Words of caution for the RBK50. Three words actually: Love hate relationship.
When it worked, it was brilliant. Range from the main unit is better than my original set up, and with the satellite I now had reception at all corners of not only my fairly large house in FL . . . but at all corners of a half acre property! Speeds doubled my existing set up and matched what my cable company was giving.
When it didn't work . . . it dropped. Often. Drops as in disconnected from the internet drops and lost range. Multiple WiFi devices too, from two iPads (mini 4 and Air2) to two Android phones and a lap top. I'm not a super techy, however; I'm far from tech illiterate. After reading forums, blogs, and general trouble shooting, I made the call to tech support. Mind you, you don't get full on tech support for that long either. Not to disparage, they spoke English for the most part, all 5, yes FIVE of them that I talked to. After over 2 weeks on the phone with support, trying different settings, shutting off this, turning on that, they wanted me to return the satelite unit, a basic RMA . . . on my dime. Yep, a $400 system, which even the tech's admit isn't working right, finally, and I have to pay to return it (Bought it off NewEgg). Was the straw to be honest. I have to give out additional money to get your system working right, I don't think so.
So I did return it.
Read the Forums from Netgear before purchasing. I really, really wanted this to work. I gave it oodles of chances. I am disappointed in Netgear's service, and the lack of help. And I am by no means alone on these issues . . . hundreds of posts on Netgear's site about similar and other issues with this system.
It is perhaps the most powerful Mesh system within a common man's price point. And when it did work it was awesome. But constant drops, no help, and the fact that it will cost you more money than you shell out to get it fixed?
Not ready for prime time.
I feel your pain, but mine was with Google's WiFi. I got a 3 puck system as a gift nearly 18 months back. I didn't setup the system until about 8 months ago when my ASUS router died - I sent it in for repair and got it back about weeks later. So in the time being, I finally setup the Google Wifi system.....
I've only had experience with Google WiFi mesh system and I can say I'm not a fan. I may try another one in the future, but with the constant issues from Google's I'm not in any rush.
* Google setup was easy, but with the mesh running the main puck would have constant disconnects from the modem and I'd have to power cycle it about every other day.
- If I just setup one puck as the WiFi router and didn't use the others to create a mesh network, I didn't experience any disconnects
* The other two AP pucks would fail to receive updates from Google (updates you have no control over, they're pushed through whether you want them or not) - this means that anywhere from 12-36 hours after setting up the network, the AP pucks would no longer have a white/light blue flashing light, they would flash amber.
* Even though they AP pucks flashed amber, they still provided solid wifi connection throughout the house, but after about a month, since the pucks were not updating they'd fail to connect on the mesh network and become just a fancy, amber flashing nightlight.
* There was no way to get the AP pucks back on the mesh network without doing a full network reset - all in all, it takes around 45 minutes because you have to reset each puck through the Google app and each one could take upwards of 10 minutes.
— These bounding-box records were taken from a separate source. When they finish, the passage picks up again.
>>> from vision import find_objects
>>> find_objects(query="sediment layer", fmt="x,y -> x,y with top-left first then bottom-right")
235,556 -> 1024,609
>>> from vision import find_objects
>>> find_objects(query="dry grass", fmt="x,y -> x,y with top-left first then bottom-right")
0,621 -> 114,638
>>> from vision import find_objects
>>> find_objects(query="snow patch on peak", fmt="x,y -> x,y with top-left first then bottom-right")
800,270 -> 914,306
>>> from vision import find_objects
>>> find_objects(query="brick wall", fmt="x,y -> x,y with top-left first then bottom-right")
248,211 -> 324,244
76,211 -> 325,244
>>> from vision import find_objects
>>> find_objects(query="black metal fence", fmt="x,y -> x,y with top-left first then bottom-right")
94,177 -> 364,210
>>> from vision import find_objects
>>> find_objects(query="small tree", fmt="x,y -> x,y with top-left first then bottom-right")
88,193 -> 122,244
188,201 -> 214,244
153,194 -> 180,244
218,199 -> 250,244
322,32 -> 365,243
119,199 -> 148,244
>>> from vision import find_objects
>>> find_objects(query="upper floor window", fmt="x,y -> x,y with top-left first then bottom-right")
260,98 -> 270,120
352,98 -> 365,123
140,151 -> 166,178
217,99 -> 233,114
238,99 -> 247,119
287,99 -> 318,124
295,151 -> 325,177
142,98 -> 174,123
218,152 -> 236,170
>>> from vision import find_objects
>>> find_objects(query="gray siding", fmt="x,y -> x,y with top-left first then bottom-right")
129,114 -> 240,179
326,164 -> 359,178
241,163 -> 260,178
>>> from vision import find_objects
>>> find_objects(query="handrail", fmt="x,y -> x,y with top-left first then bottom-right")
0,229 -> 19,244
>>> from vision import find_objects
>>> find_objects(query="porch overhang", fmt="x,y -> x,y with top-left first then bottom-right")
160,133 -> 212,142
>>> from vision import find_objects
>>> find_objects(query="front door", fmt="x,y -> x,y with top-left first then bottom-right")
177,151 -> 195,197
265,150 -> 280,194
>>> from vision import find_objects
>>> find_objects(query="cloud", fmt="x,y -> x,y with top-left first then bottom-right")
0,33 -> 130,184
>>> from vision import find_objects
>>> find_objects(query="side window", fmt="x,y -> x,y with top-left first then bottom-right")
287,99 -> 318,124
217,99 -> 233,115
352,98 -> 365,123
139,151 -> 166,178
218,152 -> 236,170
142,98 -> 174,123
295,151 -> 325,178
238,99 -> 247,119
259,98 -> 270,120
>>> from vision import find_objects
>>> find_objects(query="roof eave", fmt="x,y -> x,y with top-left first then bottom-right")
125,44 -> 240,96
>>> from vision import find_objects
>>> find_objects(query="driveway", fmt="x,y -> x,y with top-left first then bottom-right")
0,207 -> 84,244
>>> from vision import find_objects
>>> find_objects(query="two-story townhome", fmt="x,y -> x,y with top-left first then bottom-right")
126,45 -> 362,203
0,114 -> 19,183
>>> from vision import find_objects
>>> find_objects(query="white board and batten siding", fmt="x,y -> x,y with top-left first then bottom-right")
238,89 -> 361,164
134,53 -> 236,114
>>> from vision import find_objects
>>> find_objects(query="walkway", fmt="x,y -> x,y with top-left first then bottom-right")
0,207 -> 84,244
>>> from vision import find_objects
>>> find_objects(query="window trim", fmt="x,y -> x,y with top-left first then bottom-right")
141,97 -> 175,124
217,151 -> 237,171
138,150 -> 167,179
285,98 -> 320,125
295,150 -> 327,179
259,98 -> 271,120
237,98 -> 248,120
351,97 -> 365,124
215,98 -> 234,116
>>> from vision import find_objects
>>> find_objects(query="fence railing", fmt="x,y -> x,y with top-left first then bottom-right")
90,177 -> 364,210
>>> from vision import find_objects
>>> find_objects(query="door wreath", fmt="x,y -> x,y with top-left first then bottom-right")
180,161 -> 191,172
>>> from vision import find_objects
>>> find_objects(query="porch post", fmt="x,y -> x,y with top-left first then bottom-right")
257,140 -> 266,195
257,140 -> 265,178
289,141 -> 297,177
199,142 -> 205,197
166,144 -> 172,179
Then you have to set them all back up again, which only takes about 10-15 minutes (30 minutes to factory reset all the pucks, 10-15 minutes to configure the mesh network)
* Main WiFi puck only gives you one extra RJ45 port. If you need to connect more than 1 extra device via wire, you need to get a switch.
- Introducing a switch can make the initial setup a bit more of a hassle.
IF you connect the switch after you configure the mesh network, most likely it will cause issues with the entire network and things won't connect or the switch simply won't be recognized. You need to have the switch connected to the main puck after you configure it and get your devices connected up through the switch, but you have to do this before you setup the other mesh point pucks. Setup main puck first, then connect switch and any wired devices to main puck, then configure other pucks to the mesh network.
* Last issue I hit just recently (about 2 weeks ago) with the Google WiFi mesh network was the cause of the inability to get my Plex server to access the internet. Setting up port forwarding didn't fix it and people have posted they can't bridge with Google pucks when in mesh mode. Since I couldn't access my Plex server outside of my house now that I have it all setup, I finally pulled the plug on the Google Wifi and put my ASUS AC68R router back up. As soon as I got it online, my Plex server connected to the internet.
I'll keep the Google Wifi system as a back up and just use one puck for a wifi router if something should happen to my current ASUS router, but I won't try to configure it all up again as a mesh network like it was designed for.